Le préfet du Rhône, représenté par son conseil, a demandé la confirmation de l'ordonnance déférée.
[D] [J] a eu la parole en dernier. Il explique qu'il n'est pas un mauvais garçon et qu'il est prêt à se soumettre à une obligation de pointage.
MOTIVATION
Sur la procédure et la recevabilité de l'appel
Attendu que l'appel de [D] [J], relevé dans les formes et délais légaux est recevable ;
Que M. [J] ne critique la décision qu'en ce qu'elle a rejeté sa demande d'assignation à résidence ;
Attendu que l'article L. 741-1 du CESEDA dispose que «L'autorité administrative peut placer en rétention, pour une durée de quarante-huit heures, l'étranger qui se trouve dans l'un des cas prévus à l'article L. 731-1 lorsqu'il ne présente pas de garanties de représentation effectives propres à prévenir un risque de soustraction à l'exécution de la décision d'éloignement et qu'aucune autre mesure n'apparaît suffisante à garantir efficacement l'exécution effective de cette décision.

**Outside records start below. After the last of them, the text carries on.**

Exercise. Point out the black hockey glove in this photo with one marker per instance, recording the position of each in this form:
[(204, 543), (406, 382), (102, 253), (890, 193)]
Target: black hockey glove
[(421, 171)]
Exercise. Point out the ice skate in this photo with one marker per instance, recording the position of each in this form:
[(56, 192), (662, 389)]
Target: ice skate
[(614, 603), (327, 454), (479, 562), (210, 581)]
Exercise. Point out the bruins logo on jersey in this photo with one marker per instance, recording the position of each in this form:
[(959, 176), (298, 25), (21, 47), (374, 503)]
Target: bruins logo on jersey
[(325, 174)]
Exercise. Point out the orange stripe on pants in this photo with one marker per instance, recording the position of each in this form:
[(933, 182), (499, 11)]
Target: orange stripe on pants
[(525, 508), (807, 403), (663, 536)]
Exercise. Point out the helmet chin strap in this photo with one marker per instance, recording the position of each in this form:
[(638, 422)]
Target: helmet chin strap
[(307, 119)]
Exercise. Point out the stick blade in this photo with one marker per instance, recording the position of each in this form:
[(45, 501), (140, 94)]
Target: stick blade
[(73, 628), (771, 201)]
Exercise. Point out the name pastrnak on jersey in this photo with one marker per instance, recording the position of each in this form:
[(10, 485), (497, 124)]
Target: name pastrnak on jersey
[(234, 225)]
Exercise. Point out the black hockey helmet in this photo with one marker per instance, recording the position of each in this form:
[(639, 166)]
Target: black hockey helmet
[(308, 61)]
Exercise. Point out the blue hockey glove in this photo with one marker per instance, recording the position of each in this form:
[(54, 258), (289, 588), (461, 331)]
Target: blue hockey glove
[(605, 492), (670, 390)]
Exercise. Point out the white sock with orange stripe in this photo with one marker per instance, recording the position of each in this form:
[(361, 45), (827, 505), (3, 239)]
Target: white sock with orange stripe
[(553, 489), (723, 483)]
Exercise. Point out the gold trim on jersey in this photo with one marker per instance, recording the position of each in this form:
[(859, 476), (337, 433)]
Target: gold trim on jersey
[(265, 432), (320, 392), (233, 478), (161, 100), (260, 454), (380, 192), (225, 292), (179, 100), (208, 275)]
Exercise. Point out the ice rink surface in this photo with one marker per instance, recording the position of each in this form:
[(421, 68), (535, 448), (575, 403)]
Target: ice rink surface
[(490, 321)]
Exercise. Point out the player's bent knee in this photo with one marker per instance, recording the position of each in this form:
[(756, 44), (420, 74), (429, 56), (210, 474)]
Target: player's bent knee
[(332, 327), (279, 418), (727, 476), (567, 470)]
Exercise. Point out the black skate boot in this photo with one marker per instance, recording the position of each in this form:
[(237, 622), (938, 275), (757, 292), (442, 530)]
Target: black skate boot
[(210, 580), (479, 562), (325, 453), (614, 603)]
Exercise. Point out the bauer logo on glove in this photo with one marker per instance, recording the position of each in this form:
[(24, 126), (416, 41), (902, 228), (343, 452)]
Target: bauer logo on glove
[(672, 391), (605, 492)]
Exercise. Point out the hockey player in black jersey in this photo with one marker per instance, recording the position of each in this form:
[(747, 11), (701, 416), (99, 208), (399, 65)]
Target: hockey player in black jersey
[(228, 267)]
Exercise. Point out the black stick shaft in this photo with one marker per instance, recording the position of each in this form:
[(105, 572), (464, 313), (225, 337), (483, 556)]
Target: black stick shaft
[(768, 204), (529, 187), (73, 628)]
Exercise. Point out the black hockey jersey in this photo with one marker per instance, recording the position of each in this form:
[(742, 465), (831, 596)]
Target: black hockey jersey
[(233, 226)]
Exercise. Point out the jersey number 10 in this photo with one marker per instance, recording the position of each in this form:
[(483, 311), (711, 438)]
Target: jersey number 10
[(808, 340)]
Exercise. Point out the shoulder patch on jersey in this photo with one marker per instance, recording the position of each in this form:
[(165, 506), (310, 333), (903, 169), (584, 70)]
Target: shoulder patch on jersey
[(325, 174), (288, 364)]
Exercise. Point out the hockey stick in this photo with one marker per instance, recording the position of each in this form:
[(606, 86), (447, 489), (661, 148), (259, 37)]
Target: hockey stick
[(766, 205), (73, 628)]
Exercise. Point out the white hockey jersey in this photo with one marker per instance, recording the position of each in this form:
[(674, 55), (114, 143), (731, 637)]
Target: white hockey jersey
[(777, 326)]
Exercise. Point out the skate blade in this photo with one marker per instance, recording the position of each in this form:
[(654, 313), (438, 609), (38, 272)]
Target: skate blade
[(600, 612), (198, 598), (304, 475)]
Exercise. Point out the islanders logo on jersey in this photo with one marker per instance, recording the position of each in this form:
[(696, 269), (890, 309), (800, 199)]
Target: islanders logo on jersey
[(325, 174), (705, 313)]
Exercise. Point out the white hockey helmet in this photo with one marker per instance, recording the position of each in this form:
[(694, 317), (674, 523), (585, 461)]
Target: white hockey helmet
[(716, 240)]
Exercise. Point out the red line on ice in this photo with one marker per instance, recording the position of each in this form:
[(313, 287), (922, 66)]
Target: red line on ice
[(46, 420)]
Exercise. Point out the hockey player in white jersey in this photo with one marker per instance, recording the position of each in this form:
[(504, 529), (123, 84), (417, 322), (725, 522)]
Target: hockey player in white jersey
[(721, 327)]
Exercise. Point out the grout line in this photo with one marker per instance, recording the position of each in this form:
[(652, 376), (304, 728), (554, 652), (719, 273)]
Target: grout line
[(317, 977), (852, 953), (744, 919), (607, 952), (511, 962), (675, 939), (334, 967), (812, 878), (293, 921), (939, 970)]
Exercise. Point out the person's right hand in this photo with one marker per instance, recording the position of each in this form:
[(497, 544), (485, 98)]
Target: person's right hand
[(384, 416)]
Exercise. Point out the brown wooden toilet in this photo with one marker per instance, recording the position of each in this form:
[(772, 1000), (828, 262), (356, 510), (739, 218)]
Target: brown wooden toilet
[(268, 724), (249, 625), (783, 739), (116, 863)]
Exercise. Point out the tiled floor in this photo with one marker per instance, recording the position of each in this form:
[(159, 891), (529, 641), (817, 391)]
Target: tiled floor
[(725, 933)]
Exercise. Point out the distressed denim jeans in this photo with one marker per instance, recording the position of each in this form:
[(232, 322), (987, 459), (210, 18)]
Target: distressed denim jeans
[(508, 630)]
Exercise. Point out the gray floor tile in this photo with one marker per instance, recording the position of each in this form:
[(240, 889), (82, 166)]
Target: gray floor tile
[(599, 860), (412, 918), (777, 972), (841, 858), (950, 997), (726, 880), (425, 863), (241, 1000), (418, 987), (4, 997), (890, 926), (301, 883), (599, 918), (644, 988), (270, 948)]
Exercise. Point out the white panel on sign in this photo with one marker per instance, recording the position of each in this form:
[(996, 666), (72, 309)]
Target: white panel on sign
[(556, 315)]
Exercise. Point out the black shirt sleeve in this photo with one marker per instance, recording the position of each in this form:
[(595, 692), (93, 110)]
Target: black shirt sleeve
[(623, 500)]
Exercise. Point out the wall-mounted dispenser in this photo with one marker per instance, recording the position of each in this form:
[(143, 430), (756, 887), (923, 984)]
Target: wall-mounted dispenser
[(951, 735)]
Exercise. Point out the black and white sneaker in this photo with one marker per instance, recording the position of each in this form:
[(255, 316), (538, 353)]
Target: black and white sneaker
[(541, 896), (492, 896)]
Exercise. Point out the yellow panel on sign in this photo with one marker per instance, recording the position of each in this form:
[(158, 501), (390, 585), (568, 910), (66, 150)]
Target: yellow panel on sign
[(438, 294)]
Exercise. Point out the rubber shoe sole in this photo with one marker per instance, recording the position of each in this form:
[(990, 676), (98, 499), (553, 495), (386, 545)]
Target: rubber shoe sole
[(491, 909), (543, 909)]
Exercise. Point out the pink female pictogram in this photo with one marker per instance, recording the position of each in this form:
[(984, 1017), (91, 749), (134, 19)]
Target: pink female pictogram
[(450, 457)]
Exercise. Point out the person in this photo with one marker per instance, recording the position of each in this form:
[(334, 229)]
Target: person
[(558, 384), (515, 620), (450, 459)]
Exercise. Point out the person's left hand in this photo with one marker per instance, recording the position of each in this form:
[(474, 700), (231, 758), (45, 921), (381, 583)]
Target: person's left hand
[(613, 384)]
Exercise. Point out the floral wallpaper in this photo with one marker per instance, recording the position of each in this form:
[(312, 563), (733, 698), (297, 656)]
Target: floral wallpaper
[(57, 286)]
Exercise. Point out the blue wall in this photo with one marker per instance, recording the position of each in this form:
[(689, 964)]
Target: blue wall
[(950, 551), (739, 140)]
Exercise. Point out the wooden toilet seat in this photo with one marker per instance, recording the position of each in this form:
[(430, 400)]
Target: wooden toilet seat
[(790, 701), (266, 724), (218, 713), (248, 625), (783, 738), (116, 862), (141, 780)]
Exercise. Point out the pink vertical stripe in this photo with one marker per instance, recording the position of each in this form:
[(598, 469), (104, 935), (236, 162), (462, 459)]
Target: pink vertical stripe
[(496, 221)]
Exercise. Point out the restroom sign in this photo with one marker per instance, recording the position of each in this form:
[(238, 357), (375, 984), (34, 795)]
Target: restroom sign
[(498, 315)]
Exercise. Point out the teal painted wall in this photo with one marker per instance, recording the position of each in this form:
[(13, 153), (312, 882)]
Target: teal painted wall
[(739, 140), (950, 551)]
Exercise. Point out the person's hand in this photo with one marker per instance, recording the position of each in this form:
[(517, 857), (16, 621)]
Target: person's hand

Le risque mentionné au premier alinéa est apprécié selon les mêmes critères que ceux prévus à l'article L. 612-3.» ;
Attendu que l'article L 743-13 du CESEDA permet au juge des libertés et de la détention d'ordonner l'assignation à résidence de l'étranger lorsque celui-ci dispose de garanties de représentation effectives et après remise à un service de police ou à une unité de gendarmerie de l'original de son passeport et de tout document justificatif de son identité; Que le texte précise in fine que lorsque l'étranger s'est préalablement soustrait à l'exécution d'une décision mentionnée à l'article L. 700-1, à l'exception de son 4°, l'assignation à résidence fait l'objet d'une motivation spéciale.
Qu'au cas d'espèce la procédure établit que la préfecture a en sa possession le passeport d'[D] [J] ;
Que suivant arrêté en date du 30 avril 2021 de [D] [J] a été assigné à résidence dans le département du Rhône pour 45 jours avec obligation de se présenter au commissariat deux fois par semaine ; Que suivant procès-verbal en date du 11 mai 2021 les services de police de la SPAFT ont constaté la carence de [D] [J] qui ne s'est pas présenté pour pointer les 03, 06 et 10 mai 2021 ;
Que par ailleurs son relevé décadactylaire laisse apparaître qu'il a pu se présenter au mois d'avril sous un alias soit [D] [U] ;
Que [D] [J] a versé aux débats les certificats attestant que M. [L] [P], qui serait l'employeur de M. [J], est propriétaire de divers lots immobiliers à [Localité 2] dans lesquels M. [J] résiderait ;
Attendu qu'il est constant que les garanties de représentation, pour être suffisantes, doivent porter sur l'effectivité des garanties d'hébergement et de ressources et l'absence d'obstacle par l'intéressé à la mesure d'éloignement, autrement dit sa volonté de ne pas se soustraire à la mesure d'éloignement et permettre à l'autorité administrative de la mettre à exécution ;
Attendu au cas d'espèce qu'il n'est pas possible d'asseoir la confiance indispensable à l'octroi d'une assignation à résidence à M. [J] :
- qui n'a pas respecté les termes d'une précédente mesure d'assignation à résidence ;
- qui lors de son audition devant les services de police, a déclaré être sans domicile fixe mais vivre habituellement à [Localité 2] dans la Loire ;
- qui, s'il ne fournit pas une véritable attestation d'hébergement, semble être hébergé par son employeur qui le fait travailler de façon occulte ;
- qui dans cette même audition du 09 juin 2023 a déclaré qu'il ne souhaitait pas rentrer dans son pays car il voulait régulariser sa situation en France, ce qui atteste de sa volonté de ne pas se soumettre à l'exécution de la mesure d'éloignement ;
Attendu en conséquence que la décision du juge des libertés et de la détention est confirmée en ce qu'elle a rejeté la demande d'assignation à résidence;
Attendu qu'à défaut d'autres moyens soulevés, la décision du premier juge est confirmée ;
PAR CES MOTIFS
Déclarons recevable l'appel formé par [D] [J],
Rejetons la demande d'assignation à résidence,
Confirmons en toutes ses dispositions l'ordonnance déférée.